Roll Until Prime

[Chuck]

If I start with a score of zero and start rolling an ordinary six sided die, adding the rolls to my score until the score is a prime number, what is my expected average score?

That is, if I get a 2, 3, or 5 on the first roll then I'm done after one roll. If I roll 6,3,6,2 then my score is 17.

After 100 million or so computer simulations the average is hovering around 8½, in the 8.499+ to 8.500+ range. But it can't be exactly 8½, can it?

[Zag]

It definitely is not going to converge on a nice, round number. I suspect that it's just a coincidence that it is converging on something so close to one. The reason it won't is that primes don't make a predictable pattern, so there's no chance of terms that cancel away when you extend an infinite series.

I'll bet that in your sample, the highest you've ever reached is in the thousands, but there is always going to be a tiny chance that your game will extend into huge numbers. At that point, prime numbers become wildly unpredictable.

[Thok]

It's probably not anything interesting.

Out of curiosity, what's the distribution of the stopping prime? This would be a good debug check as well, since there's a small but nontrivial chance of integer overflow issues, depending on how the language you are using handles large numbers.

[Chuck]

I didn't put in a stopping point since the probability of a really high score seemed negligible. Of the 270 million simulations I ran, the highest score was 307. I didn't track the distributions. I probably should have.

[Chuck]

Rolling until I get a square gives an average of about 24.78 and a high of 3136 in 50 million simulations.

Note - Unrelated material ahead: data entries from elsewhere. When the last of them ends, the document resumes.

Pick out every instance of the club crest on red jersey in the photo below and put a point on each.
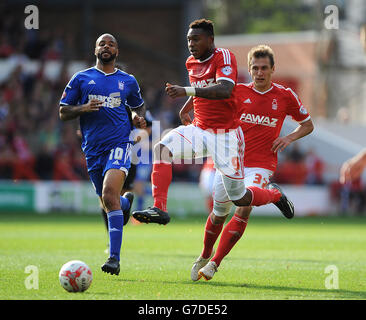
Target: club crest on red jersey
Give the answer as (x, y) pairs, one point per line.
(227, 70)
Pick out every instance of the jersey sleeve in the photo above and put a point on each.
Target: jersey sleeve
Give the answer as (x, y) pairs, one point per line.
(134, 99)
(71, 94)
(295, 107)
(226, 66)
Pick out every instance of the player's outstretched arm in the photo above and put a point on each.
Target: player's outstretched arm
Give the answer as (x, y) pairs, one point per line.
(71, 112)
(221, 90)
(302, 130)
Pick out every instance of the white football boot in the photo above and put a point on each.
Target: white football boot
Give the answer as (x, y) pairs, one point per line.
(208, 271)
(198, 264)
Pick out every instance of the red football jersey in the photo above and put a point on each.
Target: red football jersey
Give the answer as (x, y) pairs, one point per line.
(208, 113)
(262, 115)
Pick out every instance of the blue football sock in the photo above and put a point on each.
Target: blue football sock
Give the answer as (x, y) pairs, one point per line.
(125, 204)
(115, 228)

That's not very interesting.

[Elethiomel]

The medians might be more interesting. At least if you want to turn it into a betting game.

[Thok]

It occurs to me that once can do an estimate for what the mean should be. You've got roughly a (5/6)^(n-1)*(1/6) chance of stopping at the nth prime (assuming because of the dice rolls you have a 1/6 chance of hitting a given number: this isn't true but it's not a horrible first estimate), and the nth prime is roughly n/ln(n). Wolfram Alpha claims that sum (5/6)^(n-1)*(n/6ln(n)) converges and estimates it as approximately a bit over 3.

If I do the same logic for n^2, Wolfram Alpha suggests the sum is around 66. (Also as long as you do something growing slower than exponential growth, that should converge.)

[Chuck]

I think I have a 2/7 chance of hitting any given number. Simulation confirms this.

[Thok]

[Chuck]

The median for primes is 5. This isn't surprising since more than half the scores will be 2, 3, or 5. The mode is also 5.

[esme]

1) You should do your simulations with dice with fewer sides.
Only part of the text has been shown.